Евтроп, широкоплечий сутулый человек с мягкой лопаточкой русой бороды, торопливо хлебал из закопченного железного котелка картофельную похлебку. Вкусно пахло луком и лавровым листом. Он уронил крошку хлеба, крысы бросились к ней.
Евтроп заглянул под ноги и шутливо проговорил:
— Ну, чего вам мало стало? У меня не драться! Нате-ка! — Он бросил им еще хлеба.
Крысы ходили возле ног, кряжистые, как обрубки, и хвосты у них маячили, острые, длинные, прямые. Мимо прошел белобрысый кривоногий Сушков.
— Что, Евтроп Терентьич, скотинку свою кормишь? — смеясь, спросил Сушков.
— Кормлю. Это наша скотинка: вша да крыса, клоп да таракан.
Пообедав, Евтроп тоже подошел к верстаку Семена Кузьмича, где собрались рабочие, которые не ходили обедать домой.
Семен Кузьмич — старый слесарь в ватной стеганой жилетке, из-под которой выглядывала ветхая красная рубаха, — был первым сказочником, рассказчиком веселых анекдотов и прибауток. Вокруг него всегда собиралась молодежь. Старики же сторонились и недовольно, даже злобно посматривали на него. С молодежью он был ласков и словоохотлив.
У него все были «на службе», и всем он распределял работу. Старым он говорил:
— Вы, почтенные, отправляйтесь ткать, тряпье рвать, чулки вязать.
Нас, подростков, называл «верхоглядами».
Иной раз к нему подходили и кричали:
— Семен Кузьмич, расчет давай!
— Как это? — серьезно спрашивал он.
— Не желаем больше у тебя служить.
— Ага, бунтовать? А если я губернатора потребую? Да пороть вас опять станем? Забыли?… А? Нет вам расчета: кассир у меня запировал… Носить, говоришь, нечего? К осени куплю по лаптишкам… Сапоги?… Я вам дам сапоги!
И, встав в воинственную позу, Семен Кузьмич кричал:
— Разойдись, стрелять буду! Тут полицейских крючков обрядить не во что, а они — «сапоги»!
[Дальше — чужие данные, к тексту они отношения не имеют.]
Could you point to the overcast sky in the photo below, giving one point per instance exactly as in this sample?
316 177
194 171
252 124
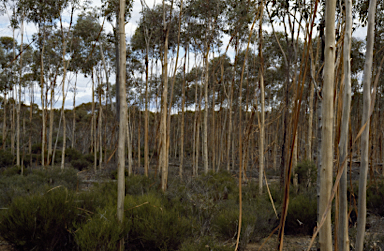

У Баранова был неистощимый запас сказок, анекдотов и прибауток. Меня однажды послали спросить у него, кого он поймал, когда ловил рыбу в Баранче. Я смело подошел к нему ж спросил. На его липе промелькнула острая усмешка. Он скосил на меня свои маленькие колючие глазки и спросил:
— А ты чей?
Я сказал.
— Это Петра? Знаю. Ну, коли Федорыча — скажу: Зотю поймали. Не понимаешь? Зотю — лешачонка. Приходи потом, расскажу.